Starting with the equation:
4/5x + 6/5y = 4
We can begin by moving the 4/5x term to the right side of the equation by subtracting 4/5x from both sides:
6/5y = -4/5x + 4
Next, we can simplify the terms on the right side of the equation by finding a common denominator:
6/5y = (-4/5x * 5/5) + (4 * 5/5)
6/5y = (-20/25x) + (20/5)
6/5y = (-20/25x) + (100/25)
Now, combining the terms on the right side of the equation, we have:
6/5y = (-20/25x) + (100/25)
Simplifying further gives:
6/5y = (-20x + 100)/25
To isolate y, we can multiply both sides by the reciprocal of 6/5, which is 5/6:
(5/6)(6/5)y = (5/6)((-20x + 100)/25)
This results in:
y = (-20/30x + 100/30)/25
Simplifying the terms:
y = (-2/3x + 10/3)/25
Lastly, to express the slope and y-intercept as fractions:
y = -2/3x + 10/3
Therefore, the equation in slope-intercept form is y = -2/3x + 10/3.

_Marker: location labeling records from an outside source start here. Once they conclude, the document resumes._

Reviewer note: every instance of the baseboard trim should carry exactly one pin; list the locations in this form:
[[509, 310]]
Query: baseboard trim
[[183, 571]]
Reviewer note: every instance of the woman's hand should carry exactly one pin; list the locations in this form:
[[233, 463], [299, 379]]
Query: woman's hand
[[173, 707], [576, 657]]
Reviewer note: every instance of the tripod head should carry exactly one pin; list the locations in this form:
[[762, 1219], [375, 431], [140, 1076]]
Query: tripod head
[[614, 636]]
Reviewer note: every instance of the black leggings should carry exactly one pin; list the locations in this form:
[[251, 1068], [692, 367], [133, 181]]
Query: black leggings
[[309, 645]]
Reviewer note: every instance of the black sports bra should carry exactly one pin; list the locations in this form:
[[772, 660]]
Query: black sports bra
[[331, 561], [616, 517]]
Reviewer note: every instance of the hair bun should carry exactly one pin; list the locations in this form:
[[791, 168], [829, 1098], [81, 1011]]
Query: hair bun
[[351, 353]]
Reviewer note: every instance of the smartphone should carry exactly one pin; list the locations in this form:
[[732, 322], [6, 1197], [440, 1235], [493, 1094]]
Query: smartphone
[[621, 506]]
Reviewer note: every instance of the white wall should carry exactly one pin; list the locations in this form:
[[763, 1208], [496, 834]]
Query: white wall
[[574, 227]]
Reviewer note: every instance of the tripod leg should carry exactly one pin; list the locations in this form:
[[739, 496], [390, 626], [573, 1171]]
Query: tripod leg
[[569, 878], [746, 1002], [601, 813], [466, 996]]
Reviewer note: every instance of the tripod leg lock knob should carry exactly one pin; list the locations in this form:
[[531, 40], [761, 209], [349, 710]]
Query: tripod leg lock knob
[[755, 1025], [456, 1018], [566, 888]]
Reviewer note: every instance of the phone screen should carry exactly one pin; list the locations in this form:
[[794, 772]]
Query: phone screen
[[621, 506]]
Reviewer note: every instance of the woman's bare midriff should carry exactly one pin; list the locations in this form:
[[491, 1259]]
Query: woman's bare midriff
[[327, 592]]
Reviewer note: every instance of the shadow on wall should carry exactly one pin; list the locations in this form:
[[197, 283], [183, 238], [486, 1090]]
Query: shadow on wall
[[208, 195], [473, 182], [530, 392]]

To rewrite the given equation in slope-intercept form (y = mx + b), we need to isolate y on one side of the equation.
First, let's rearrange the equation:
4/5x + 6/5y = 4
We can start by moving the 4/5x term to the right side of the equation:
6/5y = 4 - 4/5x
To eliminate the fraction in front of y, we can multiply both sides of the equation by the reciprocal of 6/5, which is 5/6:
(5/6)(6/5)y = (5/6)(4 - 4/5x)
Simplifying:
y = (20/6) - (4/6)x
Now, let's simplify the fractions:
y = 10/3 - 2/3x
The equation is now in slope-intercept form (y = mx + b), with the slope (m) being -2/3 and the y-intercept (b) being 10/3.